The short term government note has ended its impressive performance after recording under subscription in the last week treasury bills auction for the first time since the beginning of the year.

The average weighted yield made its way upward to 9.37 per cent from 8.92 per cent of the previous session at an auction that saw investors’ low demand for the short term government paper, the Bank of Tanzania (BoT) has said.

Yield rates across all tenors declined significantly but did not discourage investors to scramble for the investment opportunity in the treasury bills.

The yield on the 364 days edged up to 10.37 per cent from 9.71 per cent of the auction held two weeks ago attracting bids worth 21.81bn/- against 55bn/- offered to the market.

Similarly, yield on the six months treasury bills increased to 9.78 per cent from 8.99 per cent of the previous session with total amount tendered rising to 48.35/-, up from 45bn/- offered for bidding.

For the 91 days tenor, yield rate made a slight increase to 6.86 per cent from 6.63 per cent of the other session attracting bids worth 23.32bn/- compared to 32bn/- offered to the market. Investors shunned from the 35 days offer although a total of 3bn/- was offered for bidding.
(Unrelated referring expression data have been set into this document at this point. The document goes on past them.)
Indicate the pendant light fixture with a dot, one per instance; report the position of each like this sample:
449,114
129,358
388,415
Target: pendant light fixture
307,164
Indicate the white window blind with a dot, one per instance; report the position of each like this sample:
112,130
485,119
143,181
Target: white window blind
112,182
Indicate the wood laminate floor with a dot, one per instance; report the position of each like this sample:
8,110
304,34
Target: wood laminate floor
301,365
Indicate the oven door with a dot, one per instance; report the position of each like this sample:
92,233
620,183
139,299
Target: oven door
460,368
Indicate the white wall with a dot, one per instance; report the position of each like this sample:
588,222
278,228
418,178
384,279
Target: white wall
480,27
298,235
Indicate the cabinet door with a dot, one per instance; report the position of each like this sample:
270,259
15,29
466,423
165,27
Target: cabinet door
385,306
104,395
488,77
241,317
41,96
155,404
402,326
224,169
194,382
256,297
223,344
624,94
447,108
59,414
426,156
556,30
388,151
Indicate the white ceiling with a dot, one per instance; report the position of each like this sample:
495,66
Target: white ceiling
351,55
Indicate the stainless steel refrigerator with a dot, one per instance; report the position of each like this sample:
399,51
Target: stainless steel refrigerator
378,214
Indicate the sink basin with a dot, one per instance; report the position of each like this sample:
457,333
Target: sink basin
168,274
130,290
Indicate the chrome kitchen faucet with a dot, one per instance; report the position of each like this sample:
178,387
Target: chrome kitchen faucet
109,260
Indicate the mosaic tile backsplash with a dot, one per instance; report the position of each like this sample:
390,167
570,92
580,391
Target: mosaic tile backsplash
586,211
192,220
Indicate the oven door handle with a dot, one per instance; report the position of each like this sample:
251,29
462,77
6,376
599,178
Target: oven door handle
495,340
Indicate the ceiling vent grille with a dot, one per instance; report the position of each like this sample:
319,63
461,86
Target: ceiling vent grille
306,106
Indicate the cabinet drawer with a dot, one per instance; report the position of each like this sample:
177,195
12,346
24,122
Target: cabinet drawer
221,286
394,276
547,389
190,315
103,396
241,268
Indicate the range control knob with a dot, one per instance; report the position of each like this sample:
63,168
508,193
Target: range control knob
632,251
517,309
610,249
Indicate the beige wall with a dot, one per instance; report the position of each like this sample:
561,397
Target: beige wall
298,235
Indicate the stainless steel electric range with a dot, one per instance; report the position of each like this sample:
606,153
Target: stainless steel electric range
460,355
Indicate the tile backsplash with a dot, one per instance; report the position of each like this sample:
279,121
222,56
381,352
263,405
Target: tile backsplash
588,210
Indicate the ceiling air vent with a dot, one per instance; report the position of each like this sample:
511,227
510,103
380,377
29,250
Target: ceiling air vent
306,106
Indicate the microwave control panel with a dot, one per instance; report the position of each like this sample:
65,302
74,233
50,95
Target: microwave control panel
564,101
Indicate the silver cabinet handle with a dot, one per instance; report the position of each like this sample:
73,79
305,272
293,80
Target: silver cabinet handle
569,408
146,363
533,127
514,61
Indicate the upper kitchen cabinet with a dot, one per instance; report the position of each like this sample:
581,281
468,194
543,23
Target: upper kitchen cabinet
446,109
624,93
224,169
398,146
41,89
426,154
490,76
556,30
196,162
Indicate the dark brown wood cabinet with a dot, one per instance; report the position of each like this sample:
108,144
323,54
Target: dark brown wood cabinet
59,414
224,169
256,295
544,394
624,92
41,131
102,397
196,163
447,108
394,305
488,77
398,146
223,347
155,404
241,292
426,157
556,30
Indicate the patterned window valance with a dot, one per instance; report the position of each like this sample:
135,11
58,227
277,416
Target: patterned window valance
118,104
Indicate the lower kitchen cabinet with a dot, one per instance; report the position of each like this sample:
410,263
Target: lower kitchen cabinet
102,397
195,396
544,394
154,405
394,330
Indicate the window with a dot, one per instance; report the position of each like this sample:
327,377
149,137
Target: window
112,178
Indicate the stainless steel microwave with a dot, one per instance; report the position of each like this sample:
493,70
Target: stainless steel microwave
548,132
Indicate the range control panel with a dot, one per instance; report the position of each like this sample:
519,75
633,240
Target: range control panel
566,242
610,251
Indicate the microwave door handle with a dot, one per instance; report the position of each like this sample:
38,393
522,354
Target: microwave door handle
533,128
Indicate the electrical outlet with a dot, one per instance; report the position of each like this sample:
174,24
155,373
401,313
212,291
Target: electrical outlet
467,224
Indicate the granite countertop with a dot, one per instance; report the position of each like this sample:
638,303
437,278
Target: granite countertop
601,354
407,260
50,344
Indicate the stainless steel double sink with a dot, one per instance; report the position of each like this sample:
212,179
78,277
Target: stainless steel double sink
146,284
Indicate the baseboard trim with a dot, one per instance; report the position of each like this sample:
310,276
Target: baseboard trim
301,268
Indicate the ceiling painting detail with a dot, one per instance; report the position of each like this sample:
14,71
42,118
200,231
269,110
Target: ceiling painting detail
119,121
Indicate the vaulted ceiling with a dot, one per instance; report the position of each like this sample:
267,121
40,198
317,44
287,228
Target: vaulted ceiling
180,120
The participation of investors particularly from the East African region in the debt securities has increased competitions, the situation that is benefiting the government borrowing at the minimal price.

The BoT auction summary shows further that short term paper became under subscribed to 93.48bn/- compared to 135bn/- offered to the market for bidding.

The poor participation of investors in the short term government paper immediately after the long public holidays resulted to low performance.